Complement inhibitors (with Alexion Pharmaceuticals)
Zealand and Alexion Pharmaceuticals announced in March that they will collaborate on the discovery and development of novel peptide therapies for complement-mediated diseases. Under the terms of the agreement, Alexion and Zealand entered into an exclusive collaboration for the discovery and development of subcutaneously delivered peptide therapies directed to up to four complement pathway targets. The lead program is a long-acting inhibitor of Complement C3 which has the potential to treat a broad range of complement mediated diseases. Zealand will lead the joint discovery and research efforts through the preclinical stage, and Alexion will lead development efforts beginning with IND filing and Phase 1 studies.
For the lead target, Zealand is eligible to receive up to USD 610 million in development and sales milestone payments, plus royalties on global sales in the high single to low double digits.
Conference call today at 4:00 pm CEST / 10:00 am EDT
Zealand’s management will host a conference call today at 4:00 pm CEST to present results through the first quarter of 2020. Participating in the call will be Chief Executive Officer Emmanuel Dulac, Chief Financial Officer Matt Dallas, and Chief Medical and Development Officer Adam Steensberg. The presentation will be followed by a Q&A session.

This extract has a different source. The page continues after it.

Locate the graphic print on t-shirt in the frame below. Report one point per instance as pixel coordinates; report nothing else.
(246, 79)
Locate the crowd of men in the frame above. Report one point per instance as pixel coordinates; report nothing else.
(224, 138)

The conference call will be conducted in English, and the dial-in numbers are:
Denmark +45 32 72 80 42
United Kingdom +44 (0) 844 571 8892
United States +1 631 510 7495
France +33 (0) 176700794
Netherlands +31 (0) 207143545
A live audio webcast of the call, including an accompanying slide presentation, will be available via the following link, https://edge.media-server.com/mmc/p/if6x6hq7, also accessible from the Investor section of Zealand’s website (www.zealandpharma.com). Participants are advised to register for the webcast approximately 10 minutes before the start. A recording of the event will be available on the Investor section of Zealand’s website following the call.
Zealand Pharma plans to publish results for the first half 2020 on August 13, 2020.